The UPLC-MS/MS methodology that was applied in our study enabled the detection and mapping of multiple amino acid analogues with high accuracy. Validation of the metabolite structure using tandem MS/MS analysis led to the identification of the most informative product ion spectra validating the presence of significantly altered amino acids. We also invested in the identification of the correct structure of many C-terminal dipeptides for significantly altered modified dipeptides using standards or MS/MS libraries. This approach provided a high level of confidence for the metabolite structures. Authentic standards are required to completely validate the structures of all isobaric and isomeric dipeptides and distinguish between D- and L-amino acids in future studies.
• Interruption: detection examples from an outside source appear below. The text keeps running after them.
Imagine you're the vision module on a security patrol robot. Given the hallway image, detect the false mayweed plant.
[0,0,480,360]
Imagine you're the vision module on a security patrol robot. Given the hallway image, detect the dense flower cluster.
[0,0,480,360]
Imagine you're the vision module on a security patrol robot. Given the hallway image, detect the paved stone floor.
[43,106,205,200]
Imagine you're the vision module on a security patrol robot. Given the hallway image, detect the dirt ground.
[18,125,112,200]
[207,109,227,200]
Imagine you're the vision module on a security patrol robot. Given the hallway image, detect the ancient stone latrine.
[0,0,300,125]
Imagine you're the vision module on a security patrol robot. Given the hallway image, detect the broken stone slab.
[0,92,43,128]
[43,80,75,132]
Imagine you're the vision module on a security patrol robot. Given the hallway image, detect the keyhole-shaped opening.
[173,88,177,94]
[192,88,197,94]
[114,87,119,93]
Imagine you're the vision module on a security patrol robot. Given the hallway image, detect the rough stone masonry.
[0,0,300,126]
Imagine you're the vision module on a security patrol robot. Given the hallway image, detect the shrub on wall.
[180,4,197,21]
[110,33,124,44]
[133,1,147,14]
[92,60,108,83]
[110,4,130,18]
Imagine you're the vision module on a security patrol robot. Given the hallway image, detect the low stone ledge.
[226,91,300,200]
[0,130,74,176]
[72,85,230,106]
In summary, our study provides, for the first time, a comprehensive analysis of the circadian impact on the levels of amino acids and their analogues in distinct brain regions. Our findings highlight the complexity of the connection between the sleep/wake cycle and the brain metabolome. We believe that these findings should be included in future animal models for the investigation of sleep disorders, such as fatal familial insomnia and sleep deprivation related to neurodegenerative diseases. Dipeptides have also demonstrated neurophysiological properties when administered exogenously [55]. Therefore, our findings can serve as a surrogate for the design and development of sleep-induced or circadian-related agents. In addition, from the high conservation of the reported metabolites among species emerges the translational potential of our study to other mammals, including humans.